Falando da cachaça de Paracatu, que é essa cachaça de rapadura, ela é regional, é uma coisa de Paracatu. A cachaça que quase todo mundo faz no Norte, no Nordeste, mesmo no norte de Minas [Gerais], que tem muita cachaça boa, aqui em Januária (MG), essa região tem muita cachaça boa, é cachaça da garapa de cana. Aqui em Paracatu, esse pessoal bem mais velho, mais de 100 anos atrás, começou a fabricar cachaça de rapadura, eles fabricaram um produto bem melhor porque, se você pega a cana em si, você pode tirar da cana mais de seis subprodutos, entre esses subprodutos, tem enzimas, tem toxinas, tem acetato. Você pode tirar o metanol, pode tirar o etanol, o álcool etílico, o metílico. Por exemplo, bola de pingue-pongue é feita de bagaço de cana. É uma porção de coisa. Então, quando você está fazendo uma cachaça de garapa, um percentual muito alto de tudo isso continua nela, não sai. Embora tenha sido fermentado, destilado, tal, isso continua. Agora quando você transforma o melado de cana em rapadura você apurou, muita coisa disso aí foi eliminado porque, nesse caso aí, a garapa passou por uma fervura, ferveu até chegar no estado sólido. Muita coisa foi eliminada, muito veneno foi eliminado, mas muita coisa continua também ali, mas a fibra já melhora, e melhora bastante.

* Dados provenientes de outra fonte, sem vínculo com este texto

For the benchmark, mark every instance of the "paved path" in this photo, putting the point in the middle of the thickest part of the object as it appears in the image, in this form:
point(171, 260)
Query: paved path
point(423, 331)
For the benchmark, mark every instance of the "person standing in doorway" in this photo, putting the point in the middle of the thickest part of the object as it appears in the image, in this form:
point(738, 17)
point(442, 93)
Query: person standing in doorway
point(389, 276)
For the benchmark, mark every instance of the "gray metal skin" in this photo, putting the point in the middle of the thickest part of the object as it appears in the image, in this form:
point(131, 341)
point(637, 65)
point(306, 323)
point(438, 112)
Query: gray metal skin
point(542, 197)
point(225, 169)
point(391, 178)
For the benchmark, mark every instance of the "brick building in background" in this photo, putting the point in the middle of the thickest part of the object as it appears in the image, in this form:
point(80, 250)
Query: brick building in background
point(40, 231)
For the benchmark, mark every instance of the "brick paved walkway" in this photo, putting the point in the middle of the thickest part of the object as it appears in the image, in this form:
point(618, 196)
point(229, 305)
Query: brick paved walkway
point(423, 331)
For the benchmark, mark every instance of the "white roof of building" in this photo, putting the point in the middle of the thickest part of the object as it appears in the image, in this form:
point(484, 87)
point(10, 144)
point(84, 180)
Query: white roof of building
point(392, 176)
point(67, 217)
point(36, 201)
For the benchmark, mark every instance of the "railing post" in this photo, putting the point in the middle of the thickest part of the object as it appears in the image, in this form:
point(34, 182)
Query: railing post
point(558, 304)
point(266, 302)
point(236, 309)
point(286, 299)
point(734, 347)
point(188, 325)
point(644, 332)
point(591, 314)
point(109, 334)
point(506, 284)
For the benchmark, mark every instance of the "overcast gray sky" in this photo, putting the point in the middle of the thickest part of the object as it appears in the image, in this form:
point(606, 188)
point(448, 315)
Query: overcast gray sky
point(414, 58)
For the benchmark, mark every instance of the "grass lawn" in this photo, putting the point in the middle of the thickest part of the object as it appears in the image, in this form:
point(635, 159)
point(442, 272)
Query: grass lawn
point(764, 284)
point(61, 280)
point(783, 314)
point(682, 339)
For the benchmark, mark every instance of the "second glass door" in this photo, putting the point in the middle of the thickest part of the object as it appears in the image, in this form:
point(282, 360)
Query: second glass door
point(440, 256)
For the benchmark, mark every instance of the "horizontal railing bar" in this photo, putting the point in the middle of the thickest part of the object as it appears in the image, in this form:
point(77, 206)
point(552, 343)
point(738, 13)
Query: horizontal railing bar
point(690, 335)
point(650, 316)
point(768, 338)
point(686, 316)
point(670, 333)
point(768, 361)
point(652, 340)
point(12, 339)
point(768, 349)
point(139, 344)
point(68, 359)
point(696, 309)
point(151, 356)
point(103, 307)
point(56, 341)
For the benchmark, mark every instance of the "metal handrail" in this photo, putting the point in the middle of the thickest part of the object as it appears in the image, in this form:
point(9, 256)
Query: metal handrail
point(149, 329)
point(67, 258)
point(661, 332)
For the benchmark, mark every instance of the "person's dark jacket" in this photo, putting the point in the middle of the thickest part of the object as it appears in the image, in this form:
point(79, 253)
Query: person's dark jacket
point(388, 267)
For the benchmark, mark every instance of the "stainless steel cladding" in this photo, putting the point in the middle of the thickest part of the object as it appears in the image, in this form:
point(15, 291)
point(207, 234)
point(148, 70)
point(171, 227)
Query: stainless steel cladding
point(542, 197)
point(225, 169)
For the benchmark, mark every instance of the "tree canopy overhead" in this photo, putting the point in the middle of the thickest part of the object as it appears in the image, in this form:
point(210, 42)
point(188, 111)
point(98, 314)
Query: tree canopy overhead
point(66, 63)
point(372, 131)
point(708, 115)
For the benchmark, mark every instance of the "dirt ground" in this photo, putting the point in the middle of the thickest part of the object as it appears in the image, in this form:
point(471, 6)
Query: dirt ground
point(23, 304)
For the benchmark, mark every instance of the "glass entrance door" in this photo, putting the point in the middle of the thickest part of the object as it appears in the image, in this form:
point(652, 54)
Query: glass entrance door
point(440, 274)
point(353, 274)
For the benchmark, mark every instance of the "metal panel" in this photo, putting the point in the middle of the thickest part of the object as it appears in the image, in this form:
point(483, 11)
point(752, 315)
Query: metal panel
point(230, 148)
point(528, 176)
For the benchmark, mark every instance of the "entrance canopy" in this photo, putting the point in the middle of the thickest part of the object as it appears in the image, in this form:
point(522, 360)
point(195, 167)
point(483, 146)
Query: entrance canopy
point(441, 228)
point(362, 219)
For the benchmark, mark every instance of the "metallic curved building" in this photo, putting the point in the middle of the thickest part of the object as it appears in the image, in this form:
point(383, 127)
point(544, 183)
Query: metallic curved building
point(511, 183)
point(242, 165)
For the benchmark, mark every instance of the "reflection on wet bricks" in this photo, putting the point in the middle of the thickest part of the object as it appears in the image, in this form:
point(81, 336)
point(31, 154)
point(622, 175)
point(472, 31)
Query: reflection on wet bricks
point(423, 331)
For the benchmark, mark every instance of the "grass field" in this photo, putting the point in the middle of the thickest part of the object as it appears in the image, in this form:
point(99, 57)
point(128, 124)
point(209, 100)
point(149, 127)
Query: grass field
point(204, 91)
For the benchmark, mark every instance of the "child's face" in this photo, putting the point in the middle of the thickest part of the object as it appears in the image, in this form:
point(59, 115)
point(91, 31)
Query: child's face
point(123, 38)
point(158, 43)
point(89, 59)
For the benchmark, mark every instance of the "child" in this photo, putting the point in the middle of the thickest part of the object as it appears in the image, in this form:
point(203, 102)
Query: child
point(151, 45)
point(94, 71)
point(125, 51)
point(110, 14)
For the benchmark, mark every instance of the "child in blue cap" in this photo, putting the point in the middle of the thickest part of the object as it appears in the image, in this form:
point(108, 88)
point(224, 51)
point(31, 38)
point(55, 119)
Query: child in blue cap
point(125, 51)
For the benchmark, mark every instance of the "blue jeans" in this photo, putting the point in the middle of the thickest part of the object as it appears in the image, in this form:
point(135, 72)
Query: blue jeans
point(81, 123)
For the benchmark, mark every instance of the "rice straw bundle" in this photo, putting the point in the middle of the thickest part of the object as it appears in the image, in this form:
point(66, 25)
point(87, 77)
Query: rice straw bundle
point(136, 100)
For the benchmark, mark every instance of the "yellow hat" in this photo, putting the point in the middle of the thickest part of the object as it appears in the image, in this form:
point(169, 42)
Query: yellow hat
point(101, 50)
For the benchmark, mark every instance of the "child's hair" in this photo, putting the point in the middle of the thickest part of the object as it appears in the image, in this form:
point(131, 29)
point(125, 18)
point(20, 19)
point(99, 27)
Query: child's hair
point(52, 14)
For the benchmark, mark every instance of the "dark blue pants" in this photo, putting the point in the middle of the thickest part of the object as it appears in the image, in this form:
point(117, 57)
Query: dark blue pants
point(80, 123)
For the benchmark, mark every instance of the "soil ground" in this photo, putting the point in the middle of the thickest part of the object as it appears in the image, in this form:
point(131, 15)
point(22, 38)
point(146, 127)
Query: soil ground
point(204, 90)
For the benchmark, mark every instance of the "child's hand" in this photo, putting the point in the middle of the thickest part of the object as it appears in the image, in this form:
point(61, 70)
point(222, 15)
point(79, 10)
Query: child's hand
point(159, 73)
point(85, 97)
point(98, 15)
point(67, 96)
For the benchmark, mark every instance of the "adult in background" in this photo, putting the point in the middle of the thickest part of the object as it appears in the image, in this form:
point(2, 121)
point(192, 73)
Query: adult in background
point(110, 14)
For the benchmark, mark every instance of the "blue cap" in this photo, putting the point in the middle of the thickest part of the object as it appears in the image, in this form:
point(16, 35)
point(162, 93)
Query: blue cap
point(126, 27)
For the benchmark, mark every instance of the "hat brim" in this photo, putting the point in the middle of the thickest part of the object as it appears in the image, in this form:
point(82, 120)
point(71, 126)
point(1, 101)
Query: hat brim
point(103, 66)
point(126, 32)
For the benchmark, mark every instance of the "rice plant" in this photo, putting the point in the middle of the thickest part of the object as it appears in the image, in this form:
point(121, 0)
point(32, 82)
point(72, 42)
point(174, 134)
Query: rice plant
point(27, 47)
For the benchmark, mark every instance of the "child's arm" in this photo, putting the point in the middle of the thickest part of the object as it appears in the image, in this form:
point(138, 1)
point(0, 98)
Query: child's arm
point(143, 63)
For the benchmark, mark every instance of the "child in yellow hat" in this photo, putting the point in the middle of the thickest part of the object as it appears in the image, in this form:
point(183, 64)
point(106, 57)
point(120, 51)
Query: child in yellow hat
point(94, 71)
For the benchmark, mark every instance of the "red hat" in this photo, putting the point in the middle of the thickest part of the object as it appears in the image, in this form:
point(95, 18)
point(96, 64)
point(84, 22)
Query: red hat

Eu coloquei Engenho Neiva [na cachaça que produz], eu peguei a roda-d’água que tinha na Biboca, na fazenda do meu avô, e dela fiz um rótulo.

Botar um produto desse na praça. Você precisa reunir três elementos: tradição, qualidade e preço. Sem isso você não consegue lançar o seu produto. Outro detalhe muito importante é a qualidade da água. Se você não tiver uma água boa você não consegue fazer cachaça boa. Não consegue não. Toda cachaça que eu fabrico aqui passa pela minha mão, eu tenho que fazer análise dela. Eu fico pra analisar essa cachaça, ver se está num padrão só, então por isso que, de certa forma, ganhou nome.